[Osmf-talk] [OSM-talk] LCCWG Moderation Subcommittee holding public discussions on Etiquette Guidelines

stevea steveaOSM at softworkers.com
Thu Aug 26 21:26:55 UTC 2021


There are dozens, perhaps a hundred or more, separate (though almost always mutually-intelligible) dialects of English.  For better or worse, English is the language that OSM has chosen for much of its dialog and official proceedings, although other languages are certainly afforded their full stature when/as/how it makes sense to do so (more-local talk pages, Carto place-name display, many more contexts within OSM).  That being said, I when writing for very, VERY worldwide audiences where English is a second (third...) language for those reading it, running text through a comparator of Simple English (SE) could be helpful.  To the best of my knowledge, Google Translate doesn't do this, perhaps there are other tools that do.  DeepL?

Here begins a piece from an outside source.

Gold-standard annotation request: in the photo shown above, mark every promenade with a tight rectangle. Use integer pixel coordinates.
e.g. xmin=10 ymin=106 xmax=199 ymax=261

As noted, the results can and often do sound quite stilted to native English speakers, but they will be much more comfortable for English-as-a-second-language speakers/readers.  Obviously, sometimes quite-complex subjects will refuse to be shoehorned into SE and that's simply the way it is.  But the sentence structure simplifications that SE insists upon can be utilized nearly universally and truly do simplify the written word.  The spoken word, too, as the Voice of America broadcasts some SE transmissions via radio, both for learning English and increasing comprehension.  I believe OSM can find a happy medium of streamlining complex sentence structures, moderate "vocabulary flattening" (this will necessarily be limited given often quite complex, technical topics) and outright "stripped down" translation, which isn't appropriate.

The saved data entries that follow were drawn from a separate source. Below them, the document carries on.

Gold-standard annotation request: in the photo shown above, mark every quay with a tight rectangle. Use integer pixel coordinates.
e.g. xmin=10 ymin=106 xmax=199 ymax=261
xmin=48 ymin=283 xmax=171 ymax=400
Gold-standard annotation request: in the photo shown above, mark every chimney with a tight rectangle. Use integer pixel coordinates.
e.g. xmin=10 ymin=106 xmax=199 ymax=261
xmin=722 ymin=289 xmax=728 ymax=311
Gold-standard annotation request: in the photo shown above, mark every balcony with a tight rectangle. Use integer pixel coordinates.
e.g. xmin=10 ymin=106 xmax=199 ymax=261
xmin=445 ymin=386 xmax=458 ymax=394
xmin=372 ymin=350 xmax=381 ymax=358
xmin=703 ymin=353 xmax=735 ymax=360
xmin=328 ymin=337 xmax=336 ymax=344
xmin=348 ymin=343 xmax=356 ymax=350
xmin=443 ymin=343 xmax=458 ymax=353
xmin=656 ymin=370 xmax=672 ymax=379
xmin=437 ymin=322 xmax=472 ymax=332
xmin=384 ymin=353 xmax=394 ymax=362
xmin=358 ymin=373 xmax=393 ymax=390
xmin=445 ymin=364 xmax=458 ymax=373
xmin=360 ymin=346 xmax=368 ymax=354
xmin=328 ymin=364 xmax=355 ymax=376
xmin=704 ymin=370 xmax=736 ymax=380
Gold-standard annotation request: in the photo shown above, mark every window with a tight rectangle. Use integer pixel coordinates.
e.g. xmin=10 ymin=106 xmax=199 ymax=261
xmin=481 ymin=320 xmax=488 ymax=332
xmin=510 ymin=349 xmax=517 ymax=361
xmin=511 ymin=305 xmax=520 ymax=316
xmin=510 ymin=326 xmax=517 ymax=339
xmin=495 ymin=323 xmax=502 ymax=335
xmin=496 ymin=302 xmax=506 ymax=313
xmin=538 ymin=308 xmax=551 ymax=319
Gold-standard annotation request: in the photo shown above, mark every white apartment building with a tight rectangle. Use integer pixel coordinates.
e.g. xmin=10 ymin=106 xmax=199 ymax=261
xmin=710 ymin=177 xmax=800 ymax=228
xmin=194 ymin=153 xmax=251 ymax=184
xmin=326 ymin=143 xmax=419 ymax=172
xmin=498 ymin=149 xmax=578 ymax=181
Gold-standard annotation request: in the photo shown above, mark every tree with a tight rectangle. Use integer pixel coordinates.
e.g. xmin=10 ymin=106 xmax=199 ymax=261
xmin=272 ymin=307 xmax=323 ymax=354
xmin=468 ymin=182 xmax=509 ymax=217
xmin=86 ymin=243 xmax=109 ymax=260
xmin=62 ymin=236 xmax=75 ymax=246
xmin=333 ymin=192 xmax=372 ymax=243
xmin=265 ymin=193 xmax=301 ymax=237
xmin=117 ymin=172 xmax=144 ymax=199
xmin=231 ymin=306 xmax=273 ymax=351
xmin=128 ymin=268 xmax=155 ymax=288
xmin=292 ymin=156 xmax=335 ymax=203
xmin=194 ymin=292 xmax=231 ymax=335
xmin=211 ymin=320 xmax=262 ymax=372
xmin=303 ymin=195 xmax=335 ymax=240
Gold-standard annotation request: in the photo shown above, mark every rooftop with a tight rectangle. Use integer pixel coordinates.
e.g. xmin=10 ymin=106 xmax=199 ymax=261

I say this not to further promulgate English as a "universal language" (it isn't, but it does have a unique place in the world today as a "lingua franca").  I say this as a suggestion to explore SE as a useful tool to further increase comprehension in our written documentation.  Something as simple as fairly strict subject-verb-object ordering in sentence structure can go a long way for non-native speakers understanding written English.

Perhaps an exploratory committee can look into the feasibility of this, as well as the wider, more-and-more-often germane topic of formalizing the use of additional languages in OSM's more official contexts besides English.  The UN has been doing this for years, and OSM is at least as "international" as the UN, if not more so (is that even possible?!)  Our budget is smaller, perhaps we "start small" climbing this mountain, keeping a lofty summit (SE?, two, three additional languages?) in sight over the longer-term.

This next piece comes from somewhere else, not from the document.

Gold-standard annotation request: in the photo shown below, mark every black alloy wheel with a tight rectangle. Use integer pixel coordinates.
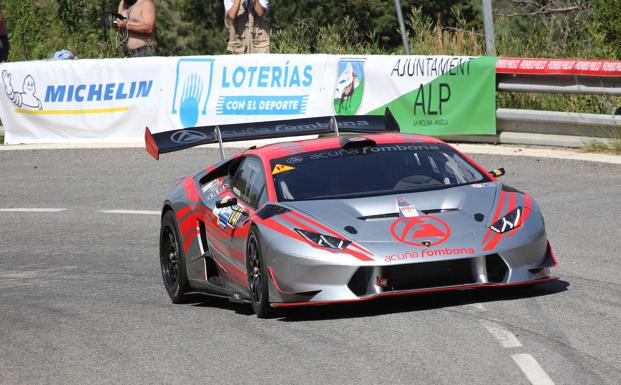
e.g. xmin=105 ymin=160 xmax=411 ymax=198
xmin=246 ymin=228 xmax=272 ymax=318
xmin=160 ymin=211 xmax=189 ymax=303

> On Aug 26, 2021, at 12:32 PM, Amanda McCann <amanda at technomancy.org> wrote:
> 
> Hiya all, 
> 
> I have seen this complaint a few times now. I think there are 2 problems. (i) uncommon "technical" words (aka jargon) and (ii) metaphors and idioms.
> 
> e.g. “to dead name [somebody]” is an new English verb which means to refer to a transgender person using their old name. Sometimes people do it deliberately, in order to misgender a transgender person. “to misgender” is another new verb (which isn't even in my Firefox's spellchecker!), which means to call someone the wrong gender. Other examples “innuendo”, “intimidation”, “retaliation”. For all of these words, one can write a dictionary entry, one can define them. Those words are in normal dictionaries. These are useful words with specific meanings. We could write a dictionary for these words, if that would help. It is good to have these technical words. If we do not include those specific words, then (to keep the same meaning) we will have to have very long sentences, or use simplier words that don't mean the same thing. In English this type of specialist langauge is called “jargon” (which also has negative meanings).
> 
> This is not just unique to non-native English speakers. Different dialects of English have different meanings. I'm a native speaker of Hiberno English, and had some of the words from the mod subcttee (et al.) mean different things, like “town hall”, ”biweekly”, or “through [time period]”.
> 
> (ii) Metaphors, and idioms, are different. e.g. “X is the lifeblood of Y”. These can be hard to non-native speakers to understand. I often use metaphors & idioms. I am trying to do that less, in order to be understood better. Unfortunately, the best way to do this, is to write very simple sentences. One must write like a robot. The language that comes out, sounds cold, and unfriendly, and distant. This can be hard for native speakers, because one wants to sound friendly, and nice, and happy. But it can be good to write clearly.
> 
> 
> On Tue, 24 Aug 2021 23:34 +02:00, Darafei Praliaskouski via talk <talk at openstreetmap.org> wrote:
>> Hello,
>> 
>> I welcome the intent of guidelines.
>> 
>> As non-native speaker, I see some words not being part of my active vocabulary:
>> 
>> - see facial expression, hear tone or see other cues - the word "cue"
>> - are part of the lifeblood of a successful project - the word 
>> "lifeblood"
>> - including deliberate intimidation or harassment - the word 
>> "intimidation"
>> - such as retaliation, personal insults, dead-naming, or innuendo. - 
>> words "retaliation", "innuendo". "dead-naming" I know but can foresee 
>> that it's not very widely known around my area.
>> 
>> It will help others if the grammar structure of text is simplified.